General Procedure A (Described for 5 mmol Scale). A reaction
vessel was charged with NaIO₄ (1.05 equiv, 5.25 mmol, 1.12 g), NaOAc
(2.2 equiv, 11 mmol, 0.902 g), and aryl iodide (for solid substrates).
The flask was evacuated and backfilled with argon (repeated 3 times).
Then a mixture of AcOH (7.5 mL) and Ac₂O (0.75 mL) (and aryl
iodide if it is a liquid) was added through a reflux condenser. The
mixture was stirred at 115−125 °C on the oil bath for 4 h. It should be
noted that the full conversion of starting material was not achieved and
prolongation of reaction time did not lead to the better yield. After 4 h,
the reaction mass was cooled to room temperature, 30 mL of water was
added, and the aqueous layer was extracted with DCM 4 × 30 mL. The
combined organic layer was dried over anhydrous MgSO₄, and the
solvent was removed under reduced pressure. The oily residue was re-
suspended in appropriate solvent (5 mL) and imidazole was added (10
mmol). The reaction mixture was stirred for 16−17 h at room
temperature in air. Then, the solvent was evaporated under reduced
pressure and the target product was isolated by precipitation with a
MeCN/Et₂O mixture. The solid was filtered and washed with MeCN
(2 mL) and Et₂O (3 × 10 mL).
General Procedure B (Described for 5 mmol Scale). A 50 mL
round-bottom flask equipped with a magnetic stir bar was charged with
NaIO₄ (1.05 equiv, 5.25 mmol, 1.12 g), NaOAc (2.2 equiv, 11 mmol,
0.902 g), and aryl iodide (for solid substrates). The flask was evacuated
and backfilled with argon (repeated 3 times). Then a mixture of AcOH
(7.5 mL) and Ac₂O (0.75 mL) (and aryl iodide if it is a liquid) was
added through a reflux condenser. This mixture was allowed to stir at
115−125 °C on the oil bath for 4 h. Usually full conversion of starting
material was not achieved.

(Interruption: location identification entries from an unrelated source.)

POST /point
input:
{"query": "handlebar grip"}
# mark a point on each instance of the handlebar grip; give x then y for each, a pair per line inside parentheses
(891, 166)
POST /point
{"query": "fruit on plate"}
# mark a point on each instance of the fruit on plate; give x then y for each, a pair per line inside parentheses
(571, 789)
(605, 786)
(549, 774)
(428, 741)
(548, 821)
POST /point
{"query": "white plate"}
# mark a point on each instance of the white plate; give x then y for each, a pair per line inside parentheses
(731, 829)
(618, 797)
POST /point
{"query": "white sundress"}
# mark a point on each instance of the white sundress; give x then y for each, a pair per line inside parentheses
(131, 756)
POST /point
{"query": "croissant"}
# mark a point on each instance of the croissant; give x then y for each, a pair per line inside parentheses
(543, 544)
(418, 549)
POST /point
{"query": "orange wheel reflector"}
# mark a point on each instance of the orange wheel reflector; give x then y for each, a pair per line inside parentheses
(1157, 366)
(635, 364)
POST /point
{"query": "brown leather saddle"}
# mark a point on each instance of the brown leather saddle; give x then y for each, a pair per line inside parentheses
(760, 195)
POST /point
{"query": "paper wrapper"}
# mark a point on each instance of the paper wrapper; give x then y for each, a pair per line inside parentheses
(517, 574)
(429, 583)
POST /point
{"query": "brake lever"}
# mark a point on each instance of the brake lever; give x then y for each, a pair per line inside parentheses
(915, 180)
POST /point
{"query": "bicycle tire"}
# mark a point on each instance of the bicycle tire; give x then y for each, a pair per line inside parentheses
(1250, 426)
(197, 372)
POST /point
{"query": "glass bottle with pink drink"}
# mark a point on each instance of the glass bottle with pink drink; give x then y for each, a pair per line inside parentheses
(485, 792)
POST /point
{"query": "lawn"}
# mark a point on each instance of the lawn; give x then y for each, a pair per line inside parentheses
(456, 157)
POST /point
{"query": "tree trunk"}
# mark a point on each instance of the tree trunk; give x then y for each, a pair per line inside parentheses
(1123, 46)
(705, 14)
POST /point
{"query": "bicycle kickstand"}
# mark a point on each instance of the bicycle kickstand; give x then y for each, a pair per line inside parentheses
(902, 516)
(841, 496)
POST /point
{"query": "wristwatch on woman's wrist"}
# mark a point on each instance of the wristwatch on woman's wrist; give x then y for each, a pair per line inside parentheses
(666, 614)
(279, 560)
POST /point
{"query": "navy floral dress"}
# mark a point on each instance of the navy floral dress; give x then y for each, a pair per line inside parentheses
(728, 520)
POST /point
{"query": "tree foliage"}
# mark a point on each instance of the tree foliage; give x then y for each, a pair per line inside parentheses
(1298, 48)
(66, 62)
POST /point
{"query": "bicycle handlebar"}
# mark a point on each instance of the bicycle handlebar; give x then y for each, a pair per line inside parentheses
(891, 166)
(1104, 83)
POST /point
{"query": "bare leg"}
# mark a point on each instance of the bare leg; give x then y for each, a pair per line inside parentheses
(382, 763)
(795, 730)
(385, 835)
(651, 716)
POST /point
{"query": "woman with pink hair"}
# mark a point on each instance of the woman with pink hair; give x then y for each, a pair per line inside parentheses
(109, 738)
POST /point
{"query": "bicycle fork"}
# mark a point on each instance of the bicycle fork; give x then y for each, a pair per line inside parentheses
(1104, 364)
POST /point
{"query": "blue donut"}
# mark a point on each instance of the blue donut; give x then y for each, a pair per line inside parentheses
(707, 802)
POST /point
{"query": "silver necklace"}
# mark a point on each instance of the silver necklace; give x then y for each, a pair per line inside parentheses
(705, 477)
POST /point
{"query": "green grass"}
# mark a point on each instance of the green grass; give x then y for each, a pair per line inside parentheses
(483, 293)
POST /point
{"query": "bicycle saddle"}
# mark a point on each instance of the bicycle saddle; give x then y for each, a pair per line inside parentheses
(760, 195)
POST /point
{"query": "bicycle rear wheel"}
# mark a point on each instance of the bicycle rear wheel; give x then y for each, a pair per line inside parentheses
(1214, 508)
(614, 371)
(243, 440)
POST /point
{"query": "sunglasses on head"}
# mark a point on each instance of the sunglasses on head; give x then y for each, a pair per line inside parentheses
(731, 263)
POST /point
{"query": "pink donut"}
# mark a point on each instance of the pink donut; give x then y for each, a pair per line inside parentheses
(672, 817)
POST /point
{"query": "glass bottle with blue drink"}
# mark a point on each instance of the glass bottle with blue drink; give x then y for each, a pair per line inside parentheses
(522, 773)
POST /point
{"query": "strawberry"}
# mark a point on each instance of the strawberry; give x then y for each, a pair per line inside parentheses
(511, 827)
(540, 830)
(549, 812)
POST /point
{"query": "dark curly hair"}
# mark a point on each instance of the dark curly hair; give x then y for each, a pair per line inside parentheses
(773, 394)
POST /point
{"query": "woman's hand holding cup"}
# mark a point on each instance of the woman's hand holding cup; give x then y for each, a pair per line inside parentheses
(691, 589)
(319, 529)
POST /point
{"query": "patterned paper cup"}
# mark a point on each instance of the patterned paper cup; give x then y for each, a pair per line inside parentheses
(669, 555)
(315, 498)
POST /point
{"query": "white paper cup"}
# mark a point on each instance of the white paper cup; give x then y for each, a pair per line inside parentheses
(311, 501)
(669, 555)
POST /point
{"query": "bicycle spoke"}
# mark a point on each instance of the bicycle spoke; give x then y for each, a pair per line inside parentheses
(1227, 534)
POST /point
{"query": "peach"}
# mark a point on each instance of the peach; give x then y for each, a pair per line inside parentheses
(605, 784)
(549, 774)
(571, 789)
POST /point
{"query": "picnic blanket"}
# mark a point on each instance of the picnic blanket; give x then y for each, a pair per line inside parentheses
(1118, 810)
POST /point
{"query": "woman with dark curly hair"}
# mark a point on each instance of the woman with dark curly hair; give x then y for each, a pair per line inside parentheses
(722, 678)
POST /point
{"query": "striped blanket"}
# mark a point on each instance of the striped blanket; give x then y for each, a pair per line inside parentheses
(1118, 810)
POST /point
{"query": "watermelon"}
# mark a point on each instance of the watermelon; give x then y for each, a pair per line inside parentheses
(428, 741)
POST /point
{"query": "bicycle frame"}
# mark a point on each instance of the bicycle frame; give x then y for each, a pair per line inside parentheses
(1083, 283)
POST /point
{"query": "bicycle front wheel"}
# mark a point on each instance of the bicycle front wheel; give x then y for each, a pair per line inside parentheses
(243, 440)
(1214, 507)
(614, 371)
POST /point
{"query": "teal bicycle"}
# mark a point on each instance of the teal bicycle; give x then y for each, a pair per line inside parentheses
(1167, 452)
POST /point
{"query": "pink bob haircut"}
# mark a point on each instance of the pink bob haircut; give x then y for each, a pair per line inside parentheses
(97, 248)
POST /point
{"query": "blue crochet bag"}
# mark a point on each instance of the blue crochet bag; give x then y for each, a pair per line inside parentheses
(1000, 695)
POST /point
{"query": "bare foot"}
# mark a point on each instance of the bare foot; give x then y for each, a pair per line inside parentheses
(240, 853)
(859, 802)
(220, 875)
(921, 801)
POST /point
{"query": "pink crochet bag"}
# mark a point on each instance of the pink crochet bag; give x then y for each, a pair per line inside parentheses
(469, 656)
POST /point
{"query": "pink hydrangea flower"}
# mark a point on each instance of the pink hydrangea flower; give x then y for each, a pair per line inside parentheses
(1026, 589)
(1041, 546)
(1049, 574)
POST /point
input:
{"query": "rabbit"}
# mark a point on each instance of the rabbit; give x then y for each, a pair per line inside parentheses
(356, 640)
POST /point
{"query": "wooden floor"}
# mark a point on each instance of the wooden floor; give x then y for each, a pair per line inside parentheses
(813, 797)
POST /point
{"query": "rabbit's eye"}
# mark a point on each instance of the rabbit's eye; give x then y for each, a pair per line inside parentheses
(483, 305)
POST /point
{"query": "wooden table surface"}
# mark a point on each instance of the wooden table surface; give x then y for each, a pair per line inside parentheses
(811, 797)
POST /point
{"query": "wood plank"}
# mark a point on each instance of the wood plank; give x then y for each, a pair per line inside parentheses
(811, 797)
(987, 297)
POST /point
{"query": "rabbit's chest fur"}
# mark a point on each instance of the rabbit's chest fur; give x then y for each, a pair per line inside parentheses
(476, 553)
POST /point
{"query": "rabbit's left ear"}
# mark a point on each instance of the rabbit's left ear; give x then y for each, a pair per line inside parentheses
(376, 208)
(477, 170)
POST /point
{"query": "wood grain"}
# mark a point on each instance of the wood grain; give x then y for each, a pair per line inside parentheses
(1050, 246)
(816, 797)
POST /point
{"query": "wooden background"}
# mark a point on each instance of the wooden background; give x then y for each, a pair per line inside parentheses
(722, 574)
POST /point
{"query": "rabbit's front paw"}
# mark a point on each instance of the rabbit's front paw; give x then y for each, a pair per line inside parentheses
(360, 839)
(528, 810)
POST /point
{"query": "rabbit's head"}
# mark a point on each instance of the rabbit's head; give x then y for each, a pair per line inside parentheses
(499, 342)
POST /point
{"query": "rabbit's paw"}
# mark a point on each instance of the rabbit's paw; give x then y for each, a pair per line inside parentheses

After 4 h, the reaction was cooled to room
temperature, 30 mL of water was added, and the aqueous layer was
extracted with DCM 4 × 30 mL. The combined organic layer was dried
over anhydrous MgSO₄. The solvent was removed under reduced
pressure. Pentane was added to the residue, and the precipitate was
filtered and washed several times with pentane. Then solvent as
indicated has been added to the obtained solid, and the suspension was
allowed to stir for 5−10 min. Imidazole was added (neat, 2 equiv), and
the mixture was allowed to stir for 16−17 h at room temperature in the
air. Then the solvent was evaporated under reduced pressure and
MeCN was added. The mixture was allowed to stir until a precipitate
appeared and 1−2 h after that. The solid was filtered and washed with
MeCN (2 mL) and Et₂O (3 × 10 mL) to obtain the desired product.
1a.
1c.
The reaction of 4-fluoroiodobenzene (5 mmol, 1.11 g) and NaIO₄
(5.25 mmol, 1.12 g) according to general procedure B afforded
(diacetoxyiodo)arene as white crystals (1.425 g, 84%). The reaction of
(diacetoxyiodo)arene (3.82 mmol, 1.3 g) and imidazole (2 equiv, 7.64
mmol, 0.52 g) in MeOH (4 mL) afforded (4-fluorophenyl)(1H-
imidazol-5-yl)iodonium acetate 1c as a white solid, 957 mg, yield 72%.
mp = 118−122 °C.
¹H NMR (400 MHz, DMSO-d₆) δ 7.94−7.91 (m, 2H), 7.59 (d, J =
0.8 Hz, 1H), 7.43 (d, J = 0.4 Hz, 1H), 7.34−7.30 (m, 2H), 1.81 (s, 3H).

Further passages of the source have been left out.